Lengefeld studied the effects of size on stem cells — specifically, blood stem cells, which give rise to the blood cells of our body throughout life. To study how size affects these stem cells, the researchers damaged their DNA, leading to an increase in their size. They then compared these enlarged cells to other cells that also experienced DNA damage but were prevented from increasing in size using a drug called rapamycin.

After the treatment, the researchers measured the functionality of these two groups of stem cells by injecting them into mice that had their own blood stem cells eliminated. This allowed the researchers to determine whether the transplanted stem cells were able to repopulate the mouse’s blood cells.

They found that the DNA-damaged and enlarged stem cells were unable to produce new blood cells. However, the DNA-damaged stem cells that were kept small were still able to produce new blood cells.
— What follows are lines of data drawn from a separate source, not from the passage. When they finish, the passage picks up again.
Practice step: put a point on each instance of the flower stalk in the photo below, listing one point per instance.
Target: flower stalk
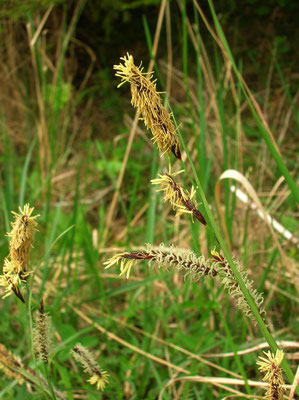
(84, 357)
(149, 103)
(15, 269)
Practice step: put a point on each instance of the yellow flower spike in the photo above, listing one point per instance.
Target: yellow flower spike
(180, 199)
(15, 269)
(125, 263)
(273, 374)
(148, 102)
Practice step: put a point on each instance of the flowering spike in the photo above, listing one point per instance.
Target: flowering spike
(15, 269)
(165, 257)
(273, 374)
(181, 200)
(42, 333)
(230, 283)
(97, 376)
(148, 102)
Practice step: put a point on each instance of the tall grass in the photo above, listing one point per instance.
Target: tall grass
(158, 335)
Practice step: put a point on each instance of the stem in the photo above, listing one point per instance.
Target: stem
(271, 147)
(29, 288)
(211, 222)
(49, 380)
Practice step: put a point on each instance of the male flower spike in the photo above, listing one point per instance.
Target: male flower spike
(148, 102)
(15, 269)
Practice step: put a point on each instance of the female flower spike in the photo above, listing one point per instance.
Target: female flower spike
(15, 269)
(148, 102)
(97, 376)
(181, 200)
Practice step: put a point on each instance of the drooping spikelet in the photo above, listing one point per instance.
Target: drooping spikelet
(10, 364)
(194, 266)
(15, 269)
(273, 374)
(181, 200)
(165, 257)
(97, 376)
(148, 102)
(230, 283)
(42, 333)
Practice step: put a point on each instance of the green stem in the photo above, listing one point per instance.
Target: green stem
(278, 159)
(49, 380)
(212, 224)
(29, 289)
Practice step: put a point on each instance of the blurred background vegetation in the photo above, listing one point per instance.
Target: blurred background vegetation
(65, 130)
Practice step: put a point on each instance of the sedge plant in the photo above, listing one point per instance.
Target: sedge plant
(221, 264)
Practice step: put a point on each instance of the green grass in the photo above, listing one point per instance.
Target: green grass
(177, 328)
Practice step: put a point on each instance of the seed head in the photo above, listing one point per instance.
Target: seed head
(167, 258)
(230, 283)
(15, 269)
(84, 357)
(148, 102)
(42, 334)
(181, 200)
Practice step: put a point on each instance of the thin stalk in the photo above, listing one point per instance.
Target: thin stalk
(29, 287)
(211, 222)
(271, 147)
(49, 381)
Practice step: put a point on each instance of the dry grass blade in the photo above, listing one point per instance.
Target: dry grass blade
(237, 176)
(219, 382)
(129, 345)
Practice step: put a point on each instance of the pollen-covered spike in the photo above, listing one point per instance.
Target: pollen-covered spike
(148, 102)
(15, 269)
(273, 374)
(181, 200)
(42, 333)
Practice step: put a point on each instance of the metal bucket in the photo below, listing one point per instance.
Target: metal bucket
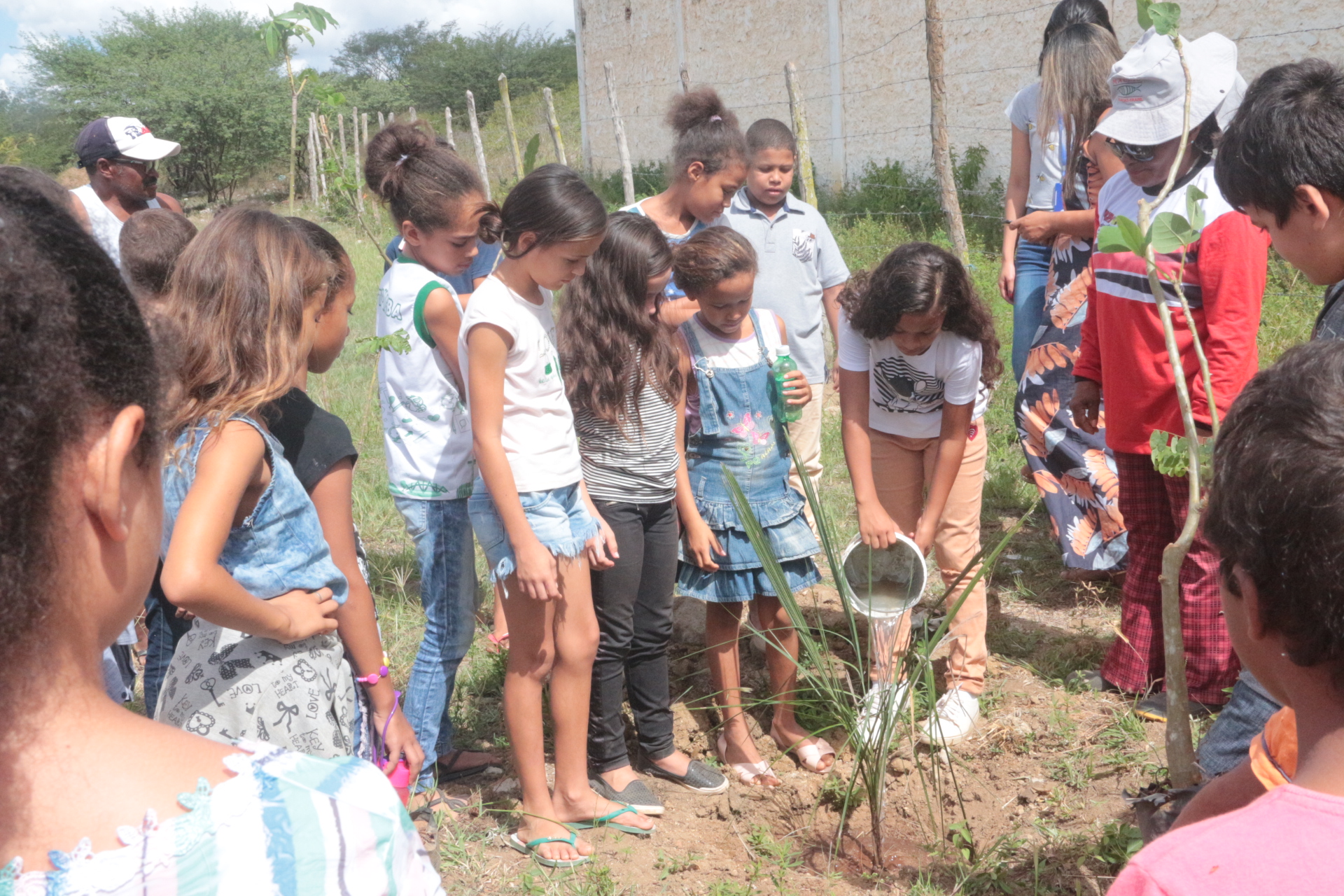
(883, 583)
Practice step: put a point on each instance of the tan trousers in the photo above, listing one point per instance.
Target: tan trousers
(902, 468)
(806, 438)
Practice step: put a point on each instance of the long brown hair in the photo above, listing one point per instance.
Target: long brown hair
(920, 279)
(238, 296)
(1075, 90)
(609, 346)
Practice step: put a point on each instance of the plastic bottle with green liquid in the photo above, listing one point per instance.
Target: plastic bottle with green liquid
(780, 370)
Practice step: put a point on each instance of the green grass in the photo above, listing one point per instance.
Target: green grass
(350, 390)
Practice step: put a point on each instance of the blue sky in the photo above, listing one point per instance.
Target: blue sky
(74, 16)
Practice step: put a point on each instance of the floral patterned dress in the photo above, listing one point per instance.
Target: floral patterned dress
(1074, 470)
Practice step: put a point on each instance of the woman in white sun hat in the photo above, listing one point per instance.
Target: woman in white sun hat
(1124, 355)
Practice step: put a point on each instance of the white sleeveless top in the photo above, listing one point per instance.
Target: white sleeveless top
(426, 429)
(106, 227)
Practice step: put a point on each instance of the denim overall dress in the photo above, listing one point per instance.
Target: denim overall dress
(223, 684)
(738, 433)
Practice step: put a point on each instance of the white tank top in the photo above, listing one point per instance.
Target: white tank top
(426, 429)
(106, 227)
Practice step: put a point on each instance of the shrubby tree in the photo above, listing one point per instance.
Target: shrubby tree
(433, 67)
(195, 76)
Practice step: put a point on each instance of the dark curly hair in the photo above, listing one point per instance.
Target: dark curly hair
(422, 181)
(706, 132)
(609, 344)
(918, 279)
(1276, 505)
(710, 257)
(73, 352)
In another experiment, the researchers used a genetic mutation to reduce the size of naturally occurring large stem cells that they found in older mice. They showed that if they induced those large stem cells to become small again, the cells regained their regenerative potential and behaved like younger stem cells.

“This is striking evidence supporting the model that size is important for functionality of stem cells,” Lengefeld says. “When we damage the stem cells’ DNA but keep them small during the damage, they retain their functionality. And if we reduce the size of large stem cells, we can restore their function.”

Until now, studying the function of cell size has been difficult to do, says Jan Skotheim, a professor of biology at Stanford University.

“We know that cells, through various mechanisms, operate to keep their size within a specific range, but we haven’t really understood why,” says Skotheim, who was not involved in the research. “This is really the first work showing the function of cell size in any animal.”

Keeping cells small

When the researchers treated mice with rapamycin, beginning at a young age, they were able to prevent blood stem cells from enlarging as the mice got older. Blood stem cells from those mice remained small and were able to build blood cells like young stem cells even in mice 3 years of age — an old age for a mouse.

Rapamycin, a drug that can inhibit cell growth, is now used to treat some cancers and to prevent organ transplant rejection, and has raised interest for its ability to extend lifespan in mice and other organisms. It may be useful in slowing down the enlargement of stem cells and therefore could have beneficial effects in humans, Lengefeld says.

“If we find drugs that are specific in making large blood stem cells smaller again, we can test whether this improves the health of people who suffer from problems with their blood system — like anemia and a reduced immune system — or maybe even help people with leukemia,” she says.

The researchers also demonstrated the importance of size in another type of stem cells — intestinal stem cells. They found that larger stem cells were less able to generate intestinal organoids, which mimic the structure of the intestinal lining.

“That suggested that this relationship between cell size and function is conserved in stem cells, and that cellular size is a marker of stem cell function,” Lengefeld says.

The research was funded, in part, by the Howard Hughes Medical Institute, the Jane Coffin Childs Memorial Fund, the Swiss National Science Foundation, the Eunice Kennedy Shriver National Institute of Child Health and Human Development, the Koch Institute Support (core) grant from the National Cancer Institute, and the MIT Stem Cell Initiative.